First of all, I normally don’t care to check logs for unnoticeable crashes, as long as I don’t see any shutdown problems, or don’t meet any follow-up problems. Why even bother, without facing any real life problem?
Second, I checked for error codes for your sake, and my last shutdown error message (searching for the classical shutdown error codes) happened in January, significantly before intalling the Cubase update, and not related to Cubase. And in the sources column of the Windows 10 applications event protocol, Cubase does not appear aynwhere recently here.
…Because not all issues are noticeable directly on the desktop. The problem with crash on exit is that often it’s not noticeable to the user but leads to certain “system” settings not being saved correctly. These kind of crashes can cause problems that are not immediately apparent. Sometimes really subtle things - for example it will probably break VST Connect (if you use it)
In a more general sense the logs can tell you all kinds of things about your system and it’s one of the first place to check if you are having any problems.
You may or may not care - that’s up to you of course
just updating this (zero response from steinberg support of course)
by a very slow process of elimination it’s something in default.xml that’s causing the crashes. The same file works fine in v10 Nuendo and Cubase (and cubase v10.5.0) - but something has changed in one of the preferences that causes multiple crashes on exit.
my default.xml file is pretty big and I don’t want to have spend the time trying to recreate it …sigh
yes that works - as does a ‘blank’ default.xml - but my settings aren’t the same on both bits of software - gonna try to filter through and see what setting is actually causing the crash. They are massive files, however…and laid out very inconsistently.
odd that it works fine in cubase 10 and the previous version of 10.5 - SB obviously changed something.
I’m seeing other people having issues on shutdown (and startup) since upgrading. I wonder if they are all linked ?
They are massive files, however…and laid out very inconsistently.
Probably indicative of what is wrong at Steinberg.

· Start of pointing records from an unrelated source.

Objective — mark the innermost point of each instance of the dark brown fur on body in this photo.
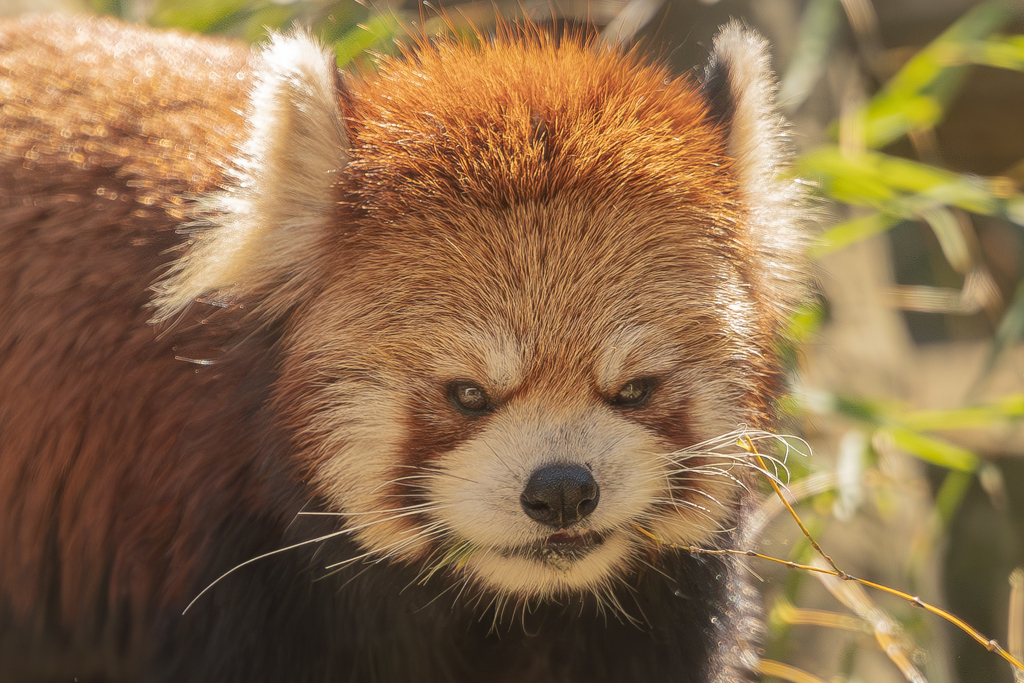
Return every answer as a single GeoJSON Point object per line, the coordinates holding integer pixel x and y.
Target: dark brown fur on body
{"type": "Point", "coordinates": [546, 223]}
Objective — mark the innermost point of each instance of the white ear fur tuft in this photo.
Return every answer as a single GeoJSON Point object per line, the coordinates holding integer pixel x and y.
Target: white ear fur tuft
{"type": "Point", "coordinates": [740, 87]}
{"type": "Point", "coordinates": [259, 229]}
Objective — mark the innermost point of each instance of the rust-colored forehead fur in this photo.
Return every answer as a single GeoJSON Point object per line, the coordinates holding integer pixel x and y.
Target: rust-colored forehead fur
{"type": "Point", "coordinates": [522, 120]}
{"type": "Point", "coordinates": [553, 184]}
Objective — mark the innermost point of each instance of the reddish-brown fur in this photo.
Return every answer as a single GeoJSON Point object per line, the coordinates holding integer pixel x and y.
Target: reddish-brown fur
{"type": "Point", "coordinates": [93, 193]}
{"type": "Point", "coordinates": [557, 195]}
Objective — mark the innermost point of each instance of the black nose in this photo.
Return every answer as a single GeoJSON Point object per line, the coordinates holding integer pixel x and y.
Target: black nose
{"type": "Point", "coordinates": [560, 495]}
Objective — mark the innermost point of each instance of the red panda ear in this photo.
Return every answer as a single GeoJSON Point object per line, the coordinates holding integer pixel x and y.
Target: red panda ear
{"type": "Point", "coordinates": [739, 87]}
{"type": "Point", "coordinates": [259, 230]}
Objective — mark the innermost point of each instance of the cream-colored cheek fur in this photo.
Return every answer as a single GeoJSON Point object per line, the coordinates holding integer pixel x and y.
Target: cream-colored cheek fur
{"type": "Point", "coordinates": [358, 438]}
{"type": "Point", "coordinates": [479, 484]}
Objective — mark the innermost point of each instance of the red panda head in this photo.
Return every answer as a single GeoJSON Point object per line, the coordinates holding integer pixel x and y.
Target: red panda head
{"type": "Point", "coordinates": [534, 288]}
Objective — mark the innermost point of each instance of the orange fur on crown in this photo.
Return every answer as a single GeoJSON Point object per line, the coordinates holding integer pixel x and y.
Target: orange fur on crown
{"type": "Point", "coordinates": [493, 313]}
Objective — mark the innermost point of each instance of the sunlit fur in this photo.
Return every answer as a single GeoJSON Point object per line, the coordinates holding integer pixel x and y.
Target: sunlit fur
{"type": "Point", "coordinates": [238, 289]}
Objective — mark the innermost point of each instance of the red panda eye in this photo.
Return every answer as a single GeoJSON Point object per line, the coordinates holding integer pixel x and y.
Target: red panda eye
{"type": "Point", "coordinates": [634, 393]}
{"type": "Point", "coordinates": [469, 397]}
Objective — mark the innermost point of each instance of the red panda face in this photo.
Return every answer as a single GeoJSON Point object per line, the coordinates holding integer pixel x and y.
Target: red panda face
{"type": "Point", "coordinates": [529, 394]}
{"type": "Point", "coordinates": [500, 311]}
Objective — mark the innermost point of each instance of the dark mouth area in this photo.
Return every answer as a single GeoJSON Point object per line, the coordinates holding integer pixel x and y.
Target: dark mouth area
{"type": "Point", "coordinates": [562, 547]}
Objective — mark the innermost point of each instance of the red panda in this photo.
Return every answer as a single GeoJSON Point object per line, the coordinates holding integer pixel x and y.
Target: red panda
{"type": "Point", "coordinates": [411, 376]}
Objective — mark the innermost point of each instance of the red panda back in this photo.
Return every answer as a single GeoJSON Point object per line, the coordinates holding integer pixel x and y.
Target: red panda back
{"type": "Point", "coordinates": [443, 349]}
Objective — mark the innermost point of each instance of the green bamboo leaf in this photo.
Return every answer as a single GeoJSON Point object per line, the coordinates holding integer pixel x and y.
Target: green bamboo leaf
{"type": "Point", "coordinates": [213, 16]}
{"type": "Point", "coordinates": [933, 450]}
{"type": "Point", "coordinates": [976, 417]}
{"type": "Point", "coordinates": [919, 94]}
{"type": "Point", "coordinates": [1000, 53]}
{"type": "Point", "coordinates": [378, 30]}
{"type": "Point", "coordinates": [850, 231]}
{"type": "Point", "coordinates": [903, 187]}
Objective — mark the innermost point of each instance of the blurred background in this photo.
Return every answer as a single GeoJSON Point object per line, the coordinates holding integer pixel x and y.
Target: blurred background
{"type": "Point", "coordinates": [907, 118]}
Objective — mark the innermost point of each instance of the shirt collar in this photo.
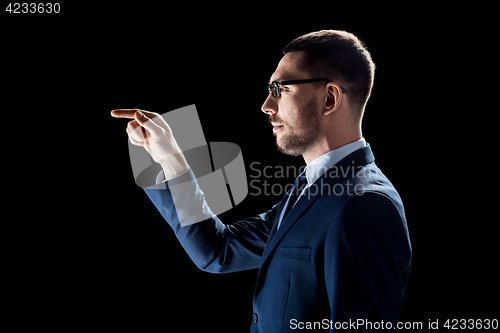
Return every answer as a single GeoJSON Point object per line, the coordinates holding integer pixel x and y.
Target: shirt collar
{"type": "Point", "coordinates": [321, 164]}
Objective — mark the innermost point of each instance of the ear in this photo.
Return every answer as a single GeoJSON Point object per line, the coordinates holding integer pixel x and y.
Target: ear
{"type": "Point", "coordinates": [333, 98]}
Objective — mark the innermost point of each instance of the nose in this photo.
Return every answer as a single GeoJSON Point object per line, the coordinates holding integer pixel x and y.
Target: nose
{"type": "Point", "coordinates": [270, 107]}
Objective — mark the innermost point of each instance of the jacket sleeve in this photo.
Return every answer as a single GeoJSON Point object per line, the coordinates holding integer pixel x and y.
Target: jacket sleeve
{"type": "Point", "coordinates": [367, 262]}
{"type": "Point", "coordinates": [213, 246]}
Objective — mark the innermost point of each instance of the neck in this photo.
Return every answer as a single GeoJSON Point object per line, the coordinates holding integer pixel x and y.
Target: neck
{"type": "Point", "coordinates": [327, 143]}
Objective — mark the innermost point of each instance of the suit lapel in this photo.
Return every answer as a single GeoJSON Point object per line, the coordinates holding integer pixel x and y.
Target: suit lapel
{"type": "Point", "coordinates": [334, 175]}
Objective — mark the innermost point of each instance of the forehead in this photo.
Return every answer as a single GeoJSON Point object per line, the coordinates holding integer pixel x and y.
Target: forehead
{"type": "Point", "coordinates": [288, 68]}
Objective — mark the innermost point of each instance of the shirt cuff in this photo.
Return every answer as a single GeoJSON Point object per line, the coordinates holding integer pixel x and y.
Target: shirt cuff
{"type": "Point", "coordinates": [161, 176]}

Non procedural program development management. Little/no iterative testing. Just bolting stuff on without an overall strategy. Change this. Change that. Change it again.
That would also lead to the problems we see with bugs reappearing in later releases after they were once fixed.
A good developer should learn from their earlier problems and not repeat them.
I accept that Cubase is a very complex program. That is not an excuse for these errors. It is all the more reason to be procedural.
I’ve been using Cubase and it’s earlier versions since the days of Atari, and not once have I been asked to be an alpha/beta tester. It seems Steinberg think they are above needing to test their code, but the facts indicate otherwise.